There are ways in which to create great prints out of any photograph, bowing away from the harsh and washed out images. To do so, first keep in mind that soft lighting is begat from larger areas rather than tight cosy corners. Portable and cheap digital cameras will not have the capability of softer photographs due to the nature of the built-in flash. To achieve the softer images you will need to use a diffuser on your external flash or bounce the light off a white surface or folding reflector. You can station additional lighting around a subject with umbrellas to reflect the flash such as in portrait photography. This way you have the ability to light all the areas that should be lit and to pose your subject(s) away from the light.
Evil red-eye effects can be amusing for some, however most of the time it ruins the photo. Once again, those built-in flashes will cause this in a heartbeat and the only way to rid the subjects of the red-eye effect is to use photo editing software. The external flash is best so that you can have the flash occur further away from your subject(s) and thereby belaying the effect of red-eye. What if your photos turn out too dark? Several things can cause this. Firstly, not all flashes are capable of rapid-fire processing so if you take a couple of images quickly one after the other it is quite possible that the second image will be dark. On the other hand if your background is pitch dark but the foreground isn’t more than likely the ambient (natural light) is too low and too far away from the flash’s coverage area to be lit. More light or a more powerful flash will do the trick.
By now you’re probably wondering how to master control over the flash’s exposure. The lens opening needs to be adjusted per instance. The more light you can let in the better it should be. Also shutter speeds are quite important. Slow shutter speeds (with wider openings) are good for low light wherein faster shutter speeds (with smaller openings) are good for bright ambient lighting.
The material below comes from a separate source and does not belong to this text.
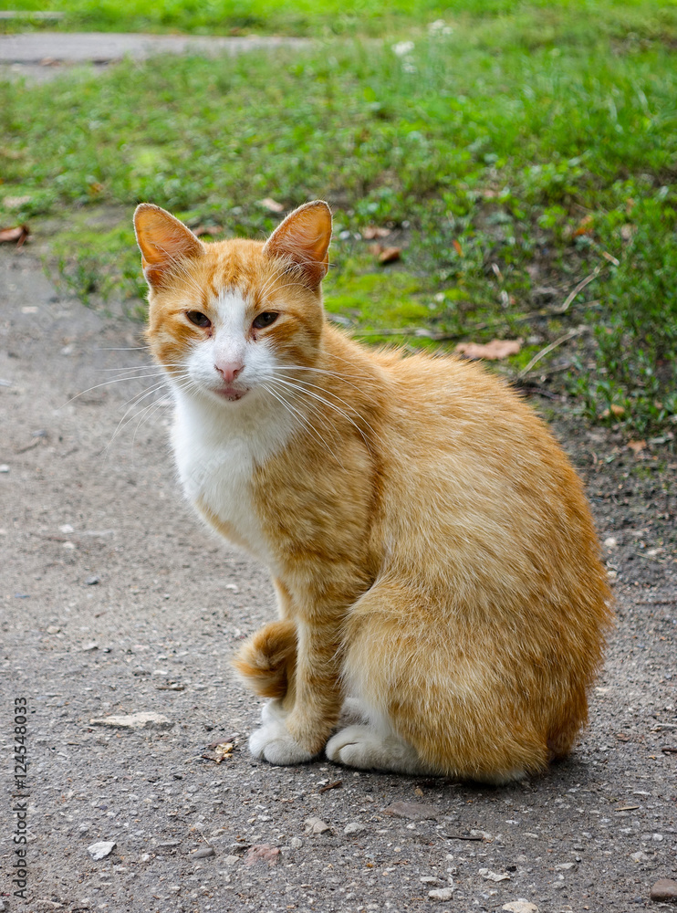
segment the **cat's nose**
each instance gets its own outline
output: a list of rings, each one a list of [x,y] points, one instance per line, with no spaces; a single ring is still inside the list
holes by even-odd
[[[232,383],[244,367],[242,362],[222,362],[221,364],[214,364],[214,368],[226,383]]]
There are flashes that can work in-sync with your camera to produce high speed photography. This method can produce sports shots worthy of a canvas print as well as catching your daughter’s ballet recital in mid-flight for your photobook. Distance and diffusing the light, as previously discussed, is quite important in flash control as well. Each type of flash has its own personality so different rules will attain to each type.
The handle-mount, also known as a grip, is a very high output flash used primarily by professionals. This type of flash will offer you a wide coverage and bright light which is perfect for fast moving or low light situations. The perfect combination for good flash photography with the grip is with supplementation of diffusers and light backgrounds. Do not hold the camera close to the subject and you will have the perfect image.
Macro-flashes are for close-up photography therefore; don’t set up too far away from your subject. These usually fit directly on a macro-zoom lens. You will need to supplement your area with slave lighting (additional flashes) to illuminate a larger subject. Your photobook will look great with these images!
LED flash units are used mostly with camera phones at the moment. However, you can find these in some Pentax models and act as a ring flash. You would still need to have your subject well lit for this type of flash.
Lastly there are electronic flashes that will fit on a hot-shoe on top of the camera. These generally have a decent enough coverage area, somewhere between the grip and the macro, however they will rely on ambient lighting to fill in the shadow and contrast area to provide detail.
When you are using a digital camera some of the best results come from turning off the automatic settings. You will need to adjust the white balance for the surrounding area in which you are to take your shot. Higher numbers for low light, and lower numbers for well lit situations. You will have more control on manual settings so that you can make adjustments more easily as needed.
These are just a few tips on the complicated world of flash photography, but they should get you started!